I saw it on the tv guide but no idea what it's about.


----------



## Happy Paws2 (Sep 13, 2008)

Digging the dirt again, No I'm not going to watch it.


----------



## JANICE199 (Feb 1, 2008)

MontyMaude said:


> Someone knows what happened, and MB didn't help himself by running away and refusing to speak to the police, I'm not sure I will watch it, but MB should not be allowed back on telly until someone tells the truth about what happened, but then I could never stand him anyway, and maybe the fact he broke his wrist or hand stopping him from being on Dancing on ice is maybe some kind of karma.


*To be fair to MB, he was advised to not speak to the police. He was on Piers Morgan show a while back and as he said, hindsight is a wonderful thing. As for him not being allowed back on television until the truth comes out, i find very unfair. Remember Leslie Grantham ( dirty Den), he murdered a guy but was allowed on telly. Innocent until proven guilty should apply.*


----------



## MontyMaude (Feb 23, 2012)

JANICE199 said:


> *To be fair to MB, he was advised to not speak to the police. He was on Piers Morgan show a while back and as he said, hindsight is a wonderful thing. As for him not being allowed back on television until the truth comes out, i find very unfair. Remember Leslie Grantham ( dirty Den), he murdered a guy but was allowed on telly. Innocent until proven guilty should apply.*


But Lesley Grantham had been to prison and served his time before he was even on telly, so not really same.


----------



## Cleo38 (Jan 22, 2010)

MontyMaude said:


> But Lesley Grantham had been to prison and served his time before he was even on telly, so not really same.
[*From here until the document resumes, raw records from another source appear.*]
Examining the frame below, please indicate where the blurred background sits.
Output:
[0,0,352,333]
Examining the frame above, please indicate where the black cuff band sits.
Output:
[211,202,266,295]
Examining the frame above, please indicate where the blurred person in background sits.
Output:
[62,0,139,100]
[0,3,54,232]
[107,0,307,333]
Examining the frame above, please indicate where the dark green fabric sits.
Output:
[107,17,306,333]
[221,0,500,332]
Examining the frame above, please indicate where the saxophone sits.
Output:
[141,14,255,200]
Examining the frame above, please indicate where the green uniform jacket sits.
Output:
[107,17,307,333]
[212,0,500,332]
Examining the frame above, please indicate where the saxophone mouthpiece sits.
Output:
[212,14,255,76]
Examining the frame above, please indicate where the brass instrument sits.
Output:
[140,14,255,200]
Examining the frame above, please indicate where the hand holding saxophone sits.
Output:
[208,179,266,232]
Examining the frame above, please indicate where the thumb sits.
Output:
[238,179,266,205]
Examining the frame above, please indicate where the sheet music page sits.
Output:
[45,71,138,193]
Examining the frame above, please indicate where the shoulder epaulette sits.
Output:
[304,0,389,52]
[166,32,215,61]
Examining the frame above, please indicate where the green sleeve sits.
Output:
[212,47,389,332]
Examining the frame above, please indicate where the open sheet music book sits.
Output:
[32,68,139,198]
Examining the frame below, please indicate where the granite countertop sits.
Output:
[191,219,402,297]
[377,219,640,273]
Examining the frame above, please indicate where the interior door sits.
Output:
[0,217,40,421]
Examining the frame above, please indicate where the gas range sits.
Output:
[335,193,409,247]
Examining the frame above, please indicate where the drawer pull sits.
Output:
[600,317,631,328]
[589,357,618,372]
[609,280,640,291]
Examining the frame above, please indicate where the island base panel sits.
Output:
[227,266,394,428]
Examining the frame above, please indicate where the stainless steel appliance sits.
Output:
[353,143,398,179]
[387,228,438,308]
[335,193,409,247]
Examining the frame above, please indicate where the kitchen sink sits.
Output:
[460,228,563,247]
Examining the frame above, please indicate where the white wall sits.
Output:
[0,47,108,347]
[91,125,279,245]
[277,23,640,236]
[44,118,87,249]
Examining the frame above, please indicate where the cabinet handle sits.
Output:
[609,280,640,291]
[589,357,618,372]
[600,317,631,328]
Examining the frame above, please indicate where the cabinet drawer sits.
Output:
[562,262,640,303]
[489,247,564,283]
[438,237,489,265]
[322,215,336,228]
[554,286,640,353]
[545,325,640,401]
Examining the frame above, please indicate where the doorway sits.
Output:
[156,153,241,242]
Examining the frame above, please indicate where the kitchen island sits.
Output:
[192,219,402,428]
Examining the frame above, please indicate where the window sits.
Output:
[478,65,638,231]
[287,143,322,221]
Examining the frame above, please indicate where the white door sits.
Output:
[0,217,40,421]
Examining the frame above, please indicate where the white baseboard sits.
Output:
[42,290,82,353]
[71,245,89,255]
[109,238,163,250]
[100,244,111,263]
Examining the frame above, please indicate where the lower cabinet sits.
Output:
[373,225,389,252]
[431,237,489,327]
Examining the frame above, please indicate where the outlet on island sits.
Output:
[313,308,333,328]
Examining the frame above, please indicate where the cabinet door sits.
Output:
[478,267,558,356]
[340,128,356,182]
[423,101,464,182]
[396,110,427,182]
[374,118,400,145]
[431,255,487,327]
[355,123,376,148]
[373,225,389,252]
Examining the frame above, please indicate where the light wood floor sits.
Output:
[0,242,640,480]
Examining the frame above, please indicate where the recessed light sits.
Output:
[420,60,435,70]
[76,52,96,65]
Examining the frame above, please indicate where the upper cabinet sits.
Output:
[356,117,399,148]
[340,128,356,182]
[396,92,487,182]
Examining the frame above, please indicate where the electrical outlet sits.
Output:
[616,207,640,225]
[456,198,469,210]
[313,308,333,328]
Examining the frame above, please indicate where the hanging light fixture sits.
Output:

I agree. I don't know, I feel that poor Stuart Lubbock's family deserve to know what happened & the men who were involved bought to justice. I honestly don't think MB can be unaware of what happened that night considering it was such a small gathering. Whether he was directly involved or not people in the group must have talked about what happened.


----------



## Calvine (Aug 20, 2012)

Yes, I will watch as I had no TV when it happened so missed a lot of it, tho' I do remember it happening as MB was a ''celeb'' at the time. Amazing though how these things come back to haunt people. I thought it was a larger gathering too - as the host, MB really had to take some responsibility for what happened. I'm guessing that drugs were involved, but I may be wrong. And I remember wondering how SL actually fit in with the crowd and how he happened to be there.


----------



## havoc (Dec 8, 2008)

Cleo38 said:


> I feel that poor Stuart Lubbock's family deserve to know what happened & the men who were involved bought to justice.


I don't disagree but the same can be said for a lot of sudden deaths and I don't believe this one deserves any more or less attention just because of celebrity involvement.


----------



## Happy Paws2 (Sep 13, 2008)

Trial by TV not the way to get to the real truth.


----------



## JANICE199 (Feb 1, 2008)

Happy Paws2 said:


> Trial by TV not the way to get to the real truth.


*After all these years HP i'm thinking perhaps media coverage might actually help. I love watching true crime programs and i believe we have some of the best people to deal with cases like this. But i do wonder why it has not been sorted out by now.*


----------



## Happy Paws2 (Sep 13, 2008)

JANICE199 said:


> * i'm thinking perhaps media coverage might actually help. *


But on Channel 4


----------



## Calvine (Aug 20, 2012)

JANICE199 said:


> love watching true crime programs


 Me too . . . ''Killer in the village'' and the like. I love all that.


----------



## havoc (Dec 8, 2008)

JANICE199 said:


> After all these years HP i'm thinking perhaps media coverage might actually help


There was plenty when it was a fresh case and it didn't seem to get great results. Are you thinking it will jog a memory?


----------



## JANICE199 (Feb 1, 2008)

havoc said:


> There was plenty when it was a fresh case and it didn't seem to get great results. Are you thinking it will jog a memory?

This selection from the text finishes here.